Quelles sont les marges de progrès? La lutte contre les discriminations reste-elle prioritaire pour les DRH?

De nombreux progrès ont été faits. D’ailleurs, ce sujet n’existait pas il y a vingt ans. Mais comme toute profession, la fonction est perfectible. Sur la question du recrutement, il faut, en effet, se méfier des stéréotypes que nous avons tous. C’est pourquoi, il faut objectiver le recrutement en se basant sur des critères professionnels (formation, expérience …). Même si les jeunes issus de l’immigration peinent toujours à franchir le pas des entreprises. Les testings menés à ce sujet, notamment par Jean-François Amadieu, sont sans appel. A compétences égales, une candidature avec un nom aux consonances étrangères, une adresse située dans un quartier difficile sera plus souvent écartée qu’un CV portant un nom franco-français.
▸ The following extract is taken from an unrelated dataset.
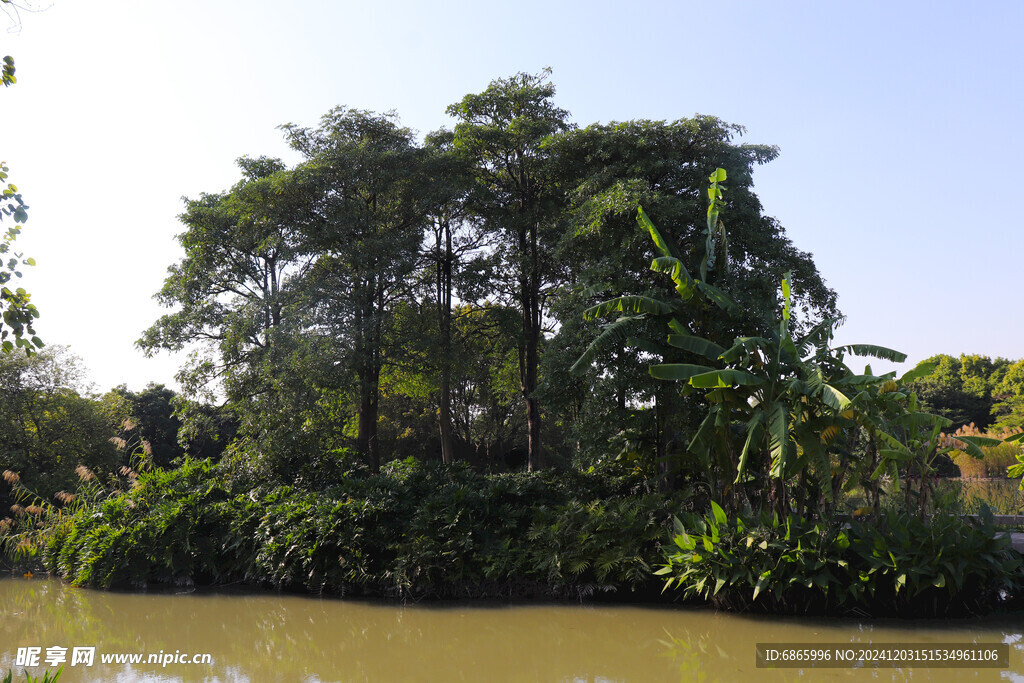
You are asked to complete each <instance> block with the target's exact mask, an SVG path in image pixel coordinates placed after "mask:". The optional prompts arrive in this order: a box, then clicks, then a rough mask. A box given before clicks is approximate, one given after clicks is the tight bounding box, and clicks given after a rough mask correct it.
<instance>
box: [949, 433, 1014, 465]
mask: <svg viewBox="0 0 1024 683" xmlns="http://www.w3.org/2000/svg"><path fill="white" fill-rule="evenodd" d="M950 438H952V439H953V440H955V441H957V442H959V443H963V444H964V447H963V449H957V450H958V451H963V452H964V453H966V454H967V455H969V456H971V457H972V458H976V459H978V460H983V459H984V458H985V452H984V451H982V450H981V447H980V446H992V445H998V444H999V443H1001V442H1002V441H1001V440H1000V439H997V438H989V437H987V436H959V435H956V434H953V435H950Z"/></svg>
La piste du CV anonyme permettait justement de lutter contre ces discriminations en offrant aux jeunes la possibilité de franchir le cap du premier entretien. L’idée a malheureusement été enterrée. En revanche, les mentalités évoluent sur l’emploi des seniors. Leurs compétences sont de plus en plus reconnues et valorisées. Un signe ? Ces derniers mois, le taux d’emploi de ces salariés progresse.
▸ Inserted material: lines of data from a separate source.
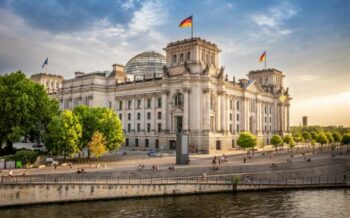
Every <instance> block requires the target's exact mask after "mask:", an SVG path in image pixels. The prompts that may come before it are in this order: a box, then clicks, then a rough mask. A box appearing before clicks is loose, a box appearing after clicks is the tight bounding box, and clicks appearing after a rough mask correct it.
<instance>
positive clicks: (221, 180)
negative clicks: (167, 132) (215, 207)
mask: <svg viewBox="0 0 350 218" xmlns="http://www.w3.org/2000/svg"><path fill="white" fill-rule="evenodd" d="M305 155H307V156H308V157H309V158H312V161H306V160H305ZM241 157H242V156H239V155H230V156H229V157H228V162H225V163H222V164H221V165H220V167H219V169H218V170H213V166H212V165H211V163H210V159H211V157H208V158H204V159H201V160H198V162H197V163H196V161H194V162H195V163H191V164H190V165H188V166H179V167H177V166H176V168H175V170H174V171H172V170H171V171H170V170H168V169H167V166H168V164H169V163H167V162H166V161H165V160H166V159H167V158H150V159H149V158H146V159H145V158H142V159H137V161H136V162H133V161H130V160H129V161H130V162H131V163H132V164H131V165H130V166H128V167H124V168H122V167H121V168H118V169H116V168H113V167H110V165H112V164H113V163H108V164H107V167H106V168H100V169H94V168H91V169H89V168H87V169H86V173H84V174H77V173H74V171H73V170H74V169H68V170H67V169H66V168H61V169H59V170H58V171H55V170H53V169H51V170H50V171H51V172H50V171H48V170H47V169H45V170H43V171H40V170H35V171H34V172H30V173H31V174H30V175H26V176H20V175H18V176H14V177H12V178H11V177H8V176H5V175H3V176H2V177H1V180H0V196H1V198H0V206H2V207H4V206H13V205H26V204H38V203H53V202H66V201H85V200H96V199H114V198H128V197H145V196H167V195H182V194H198V193H214V192H236V191H256V190H267V189H291V188H329V187H331V188H334V187H349V180H348V178H349V176H350V174H349V169H350V155H349V154H348V153H345V154H343V155H336V156H333V155H332V152H330V151H324V152H321V153H316V154H310V153H307V152H306V153H305V151H300V152H299V153H298V152H295V153H294V156H293V158H291V160H292V161H288V162H287V161H286V158H288V159H290V154H289V153H288V152H280V153H277V154H276V155H275V156H274V157H271V158H270V157H267V156H266V155H263V154H262V153H259V152H258V153H256V155H255V158H254V159H252V160H248V161H247V162H246V163H243V162H242V161H241ZM169 158H172V157H169ZM164 159H165V160H164ZM139 161H144V162H146V163H148V162H149V163H154V162H156V163H159V164H160V169H159V170H151V169H149V168H148V167H146V168H145V169H141V170H137V169H136V168H137V166H134V164H135V163H137V162H139ZM162 163H163V165H162ZM135 165H136V164H135ZM82 166H85V165H78V166H75V167H82ZM112 166H113V165H112ZM147 166H148V165H147ZM72 171H73V172H72Z"/></svg>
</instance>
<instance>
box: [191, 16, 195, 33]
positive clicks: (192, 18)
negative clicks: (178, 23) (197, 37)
mask: <svg viewBox="0 0 350 218" xmlns="http://www.w3.org/2000/svg"><path fill="white" fill-rule="evenodd" d="M193 23H194V19H193V14H192V25H191V39H193Z"/></svg>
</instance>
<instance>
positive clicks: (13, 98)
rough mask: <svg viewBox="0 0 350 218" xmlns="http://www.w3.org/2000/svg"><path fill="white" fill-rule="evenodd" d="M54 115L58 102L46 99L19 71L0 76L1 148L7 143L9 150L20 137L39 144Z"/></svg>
mask: <svg viewBox="0 0 350 218" xmlns="http://www.w3.org/2000/svg"><path fill="white" fill-rule="evenodd" d="M57 113H58V103H57V101H55V100H52V99H50V98H49V96H48V95H47V93H46V91H45V89H44V87H43V86H42V85H39V84H37V83H35V82H33V81H31V80H29V79H27V78H26V76H25V75H24V74H23V73H21V72H20V71H18V72H15V73H10V74H6V75H4V76H0V114H1V116H0V142H1V143H0V144H2V142H6V146H7V147H8V150H12V146H13V142H15V141H17V140H19V139H20V137H21V136H32V138H35V139H37V140H40V138H41V135H42V133H43V132H44V131H45V129H46V127H47V125H48V123H49V122H50V121H51V117H52V115H54V114H57Z"/></svg>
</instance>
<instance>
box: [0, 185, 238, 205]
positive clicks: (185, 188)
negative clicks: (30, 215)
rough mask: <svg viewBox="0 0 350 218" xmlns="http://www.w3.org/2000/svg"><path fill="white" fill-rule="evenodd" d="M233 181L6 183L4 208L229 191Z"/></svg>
mask: <svg viewBox="0 0 350 218" xmlns="http://www.w3.org/2000/svg"><path fill="white" fill-rule="evenodd" d="M233 189H235V187H234V186H233V185H231V184H124V185H123V184H4V185H0V207H3V206H13V205H27V204H39V203H51V202H52V203H53V202H65V201H84V200H96V199H113V198H129V197H146V196H163V195H179V194H195V193H212V192H228V191H232V190H233Z"/></svg>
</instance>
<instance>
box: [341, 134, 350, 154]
mask: <svg viewBox="0 0 350 218" xmlns="http://www.w3.org/2000/svg"><path fill="white" fill-rule="evenodd" d="M341 143H343V144H344V145H346V148H347V151H349V144H350V133H346V134H344V135H343V137H342V139H341Z"/></svg>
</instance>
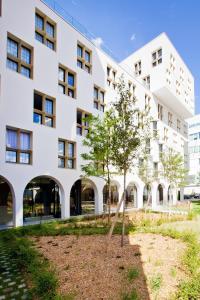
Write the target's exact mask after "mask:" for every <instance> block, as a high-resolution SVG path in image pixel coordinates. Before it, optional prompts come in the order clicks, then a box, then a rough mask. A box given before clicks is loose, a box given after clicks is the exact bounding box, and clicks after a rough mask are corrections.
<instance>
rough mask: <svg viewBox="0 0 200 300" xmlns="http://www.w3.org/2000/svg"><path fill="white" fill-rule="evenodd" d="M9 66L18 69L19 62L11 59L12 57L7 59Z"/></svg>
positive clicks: (7, 63) (7, 62)
mask: <svg viewBox="0 0 200 300" xmlns="http://www.w3.org/2000/svg"><path fill="white" fill-rule="evenodd" d="M7 67H8V68H9V69H11V70H13V71H16V72H17V70H18V63H16V62H15V61H13V60H11V59H7Z"/></svg>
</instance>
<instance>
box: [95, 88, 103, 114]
mask: <svg viewBox="0 0 200 300" xmlns="http://www.w3.org/2000/svg"><path fill="white" fill-rule="evenodd" d="M104 98H105V91H104V90H102V89H101V88H100V87H98V86H94V102H93V103H94V108H96V109H98V110H100V111H102V112H104V107H105V103H104V101H105V99H104Z"/></svg>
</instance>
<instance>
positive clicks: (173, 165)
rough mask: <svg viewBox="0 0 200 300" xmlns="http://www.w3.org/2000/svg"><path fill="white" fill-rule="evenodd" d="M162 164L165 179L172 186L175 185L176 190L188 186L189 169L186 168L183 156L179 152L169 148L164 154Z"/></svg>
mask: <svg viewBox="0 0 200 300" xmlns="http://www.w3.org/2000/svg"><path fill="white" fill-rule="evenodd" d="M161 162H162V165H163V177H164V178H166V179H167V181H168V182H169V183H170V184H172V183H173V184H174V185H175V187H176V189H177V188H178V187H184V186H185V185H186V177H187V174H188V169H186V168H185V165H184V158H183V156H182V155H181V154H180V153H179V152H176V151H175V150H173V149H172V148H169V149H168V150H167V151H165V152H163V153H162V155H161Z"/></svg>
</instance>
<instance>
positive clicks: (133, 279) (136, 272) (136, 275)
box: [128, 268, 140, 281]
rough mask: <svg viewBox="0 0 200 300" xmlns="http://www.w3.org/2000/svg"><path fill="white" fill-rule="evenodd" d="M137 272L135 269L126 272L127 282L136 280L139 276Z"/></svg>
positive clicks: (130, 269)
mask: <svg viewBox="0 0 200 300" xmlns="http://www.w3.org/2000/svg"><path fill="white" fill-rule="evenodd" d="M139 274H140V273H139V270H138V269H136V268H130V269H129V270H128V280H129V281H132V280H134V279H136V278H137V277H138V276H139Z"/></svg>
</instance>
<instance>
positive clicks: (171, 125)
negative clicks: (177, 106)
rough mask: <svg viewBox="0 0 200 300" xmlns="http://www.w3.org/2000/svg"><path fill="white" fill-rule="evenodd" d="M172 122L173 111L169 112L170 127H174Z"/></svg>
mask: <svg viewBox="0 0 200 300" xmlns="http://www.w3.org/2000/svg"><path fill="white" fill-rule="evenodd" d="M172 124H173V122H172V113H170V112H168V125H169V126H170V127H172Z"/></svg>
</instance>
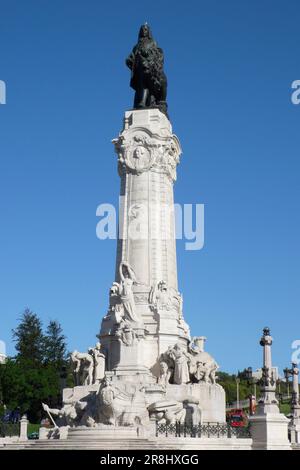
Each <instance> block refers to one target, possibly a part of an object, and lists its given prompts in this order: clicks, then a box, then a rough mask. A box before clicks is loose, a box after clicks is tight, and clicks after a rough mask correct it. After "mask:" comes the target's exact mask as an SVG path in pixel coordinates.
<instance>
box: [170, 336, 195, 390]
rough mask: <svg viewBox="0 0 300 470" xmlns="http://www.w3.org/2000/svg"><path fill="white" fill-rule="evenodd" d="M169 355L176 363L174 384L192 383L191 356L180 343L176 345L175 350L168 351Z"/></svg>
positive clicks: (174, 347) (176, 343)
mask: <svg viewBox="0 0 300 470" xmlns="http://www.w3.org/2000/svg"><path fill="white" fill-rule="evenodd" d="M168 354H169V356H170V357H171V358H172V359H173V361H174V376H173V381H174V383H175V384H178V385H181V384H186V383H188V382H189V381H190V374H189V361H190V356H189V354H188V353H187V352H186V351H185V350H184V349H183V347H182V346H181V345H180V344H179V343H176V344H175V346H174V347H173V349H170V350H168Z"/></svg>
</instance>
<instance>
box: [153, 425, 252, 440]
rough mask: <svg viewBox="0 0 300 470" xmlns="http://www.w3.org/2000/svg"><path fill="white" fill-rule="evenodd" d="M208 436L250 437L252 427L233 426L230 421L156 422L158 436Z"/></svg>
mask: <svg viewBox="0 0 300 470" xmlns="http://www.w3.org/2000/svg"><path fill="white" fill-rule="evenodd" d="M162 435H164V436H165V437H169V436H170V437H207V438H222V437H228V438H231V437H235V438H239V439H241V438H244V439H246V438H249V437H251V435H250V427H249V426H244V427H232V426H230V425H229V424H228V423H205V424H198V425H197V426H188V425H185V424H180V423H176V424H160V423H158V422H156V437H158V436H162Z"/></svg>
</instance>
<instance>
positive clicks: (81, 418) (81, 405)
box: [42, 398, 94, 427]
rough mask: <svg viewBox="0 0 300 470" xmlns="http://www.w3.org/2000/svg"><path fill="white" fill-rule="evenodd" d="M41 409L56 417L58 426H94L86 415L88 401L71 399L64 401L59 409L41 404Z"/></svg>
mask: <svg viewBox="0 0 300 470" xmlns="http://www.w3.org/2000/svg"><path fill="white" fill-rule="evenodd" d="M42 407H43V409H44V410H45V411H46V412H47V413H49V414H50V415H54V416H57V417H58V423H57V424H58V425H59V426H70V427H74V426H76V425H79V424H83V425H85V426H92V425H93V424H94V419H93V418H92V416H90V414H89V413H88V411H90V410H89V401H81V400H73V399H72V398H71V399H69V400H65V402H64V405H63V407H62V408H61V409H59V408H49V406H48V405H46V404H45V403H42ZM84 418H85V419H84Z"/></svg>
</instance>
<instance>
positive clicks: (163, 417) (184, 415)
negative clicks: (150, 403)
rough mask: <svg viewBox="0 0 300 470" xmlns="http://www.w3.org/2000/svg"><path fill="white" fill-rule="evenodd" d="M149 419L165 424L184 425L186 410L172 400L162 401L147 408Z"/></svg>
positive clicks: (155, 403)
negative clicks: (153, 419)
mask: <svg viewBox="0 0 300 470" xmlns="http://www.w3.org/2000/svg"><path fill="white" fill-rule="evenodd" d="M148 411H149V414H150V418H152V419H153V418H155V419H156V420H157V421H161V422H164V423H166V424H173V425H174V424H176V422H179V423H180V424H184V422H185V416H186V409H185V408H184V407H183V404H182V403H180V402H177V401H173V400H169V401H167V400H163V401H158V402H155V403H152V404H151V405H150V406H149V407H148Z"/></svg>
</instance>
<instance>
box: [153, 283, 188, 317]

Que répondez-vous face aux accusations concernant l’opacité des rémunérations ou encore de l’évaluation des salariés ?

La encore, des avancées considérables ont été faites. L’attribution de la rémunération variable des managers est, aujourd’hui, conditionnée à des critères de performance, liés aux résultats de l’entreprise. Qu’ils soient qualitatifs ou quantitatifs, collectifs ou individuels. Pour les dirigeants, les recommandations de l’Association française des entreprises privées (AFEP) et du Medef ont également permis d’apporter plus de transparence et d’éthique dans l’attribution des stocks-options et des actions gratuites.

La profession souffre-t-elle d’un déficit d’images?

L’image du DRH est liée à la conjoncture économique. A chaque crise, on note une fracture avec l’opinion. D’où la nécessité de professionnaliser nos pratiques afin d’être irréprochable. C’est aussi un gage d’attractivité pour la jeune génération.

(1) éditions du Seuil, janvier 2013.